In the case at hand, the medical staff by-laws of Avera Marshall Regional Medical Center (“Avera Marshall”) included a provision that required a two-thirds vote of the eligible voting members (which included the medical staff) to revise or repeal the medical staff by-laws. Any changes to the by-laws approved by vote of the medical staff were still subject to the approval of the Board of Directors (“board”). The by-laws were silent, however, on whether actions of the board concerning revision of the by-laws required approval by the other voting members.
In January 2012, the board notified the medical staff that it had approved both a repeal of the current by-laws and a replacement with new ones. It also essentially suggested that it would ignore the input of the medical staff as a body. The Medical Executive Committee reviewed the new by-laws and came to the conclusion that the rights of the medical staff and its ability to maintain quality patient care would be restricted under the new provisions. The medical staff then held a vote under the provision of the former by-laws, explicitly rejecting the repeal of the old set and the enactment of the new set. This, however, didn't stop the new by-laws from taking effect, so the medical staff sued Avera Marshall.

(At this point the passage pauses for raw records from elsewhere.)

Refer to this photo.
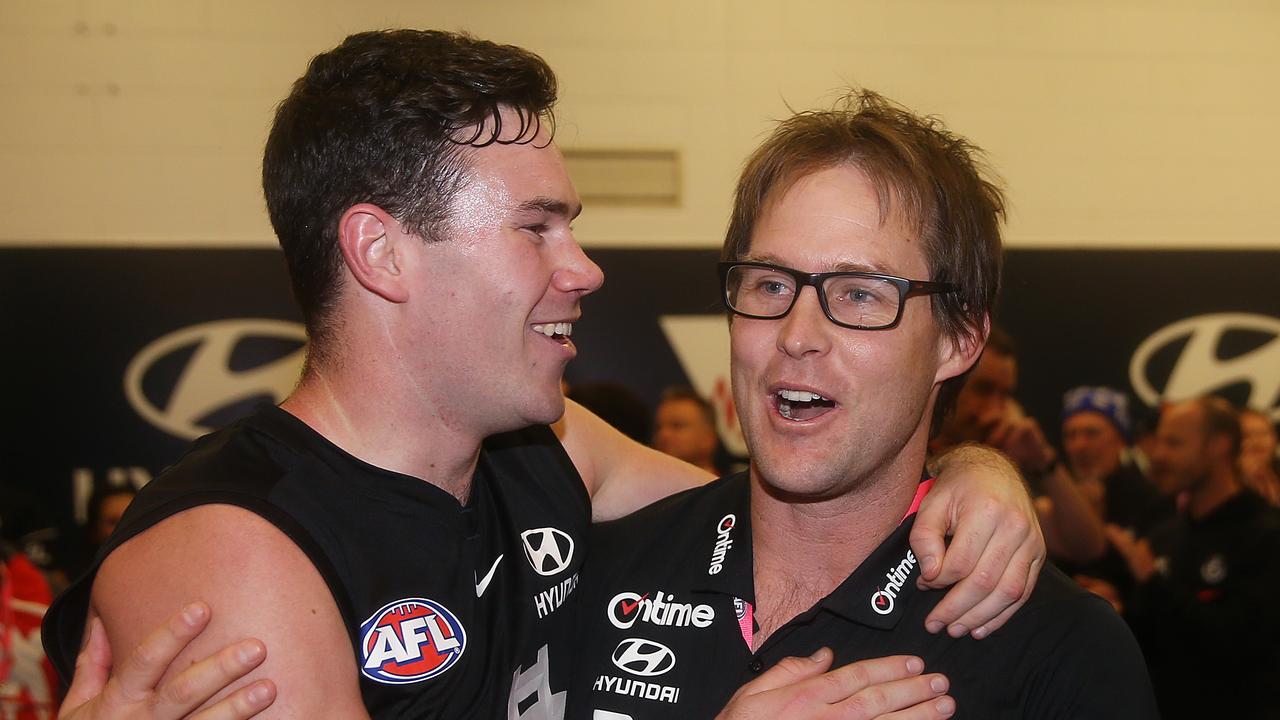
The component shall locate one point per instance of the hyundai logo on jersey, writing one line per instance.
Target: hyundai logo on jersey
(410, 641)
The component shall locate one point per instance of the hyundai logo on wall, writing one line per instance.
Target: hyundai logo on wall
(1210, 359)
(182, 381)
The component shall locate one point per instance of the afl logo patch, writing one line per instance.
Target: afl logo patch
(410, 641)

Two issues ultimately came before the Minnesota Supremes: (1) whether the medical staff had standing to sue the hospital; and (2) whether the medical by-laws constitute a contract between the Avery Marshall and the medical staff.
The court answered both questions in the affirmative. The court first ruled that the medical staff is an unincorporated association that has standing to sue the hospital under Minnesota law. The second, and potentially most instructive, held that the medical staff by-laws are enforceable as an implied contract.
This case is a clear win for physicians and medical staff, but it may have the most profound effects in the case of newly-acquired hospitals, such as in this case. Avera acquired the Avera Marshall Regional Medical Center in 2009, but the medical staff by-laws had been in effect since 1995. Jurisdictions are still split as to whether medical staff by-laws constitute a contract, but Minnesota just added another “Yes” to the pile. Kentucky law is still unsettled as to the matter, so Kentucky boards of directors and medical staff should cast a wary eye on the outcome of this case.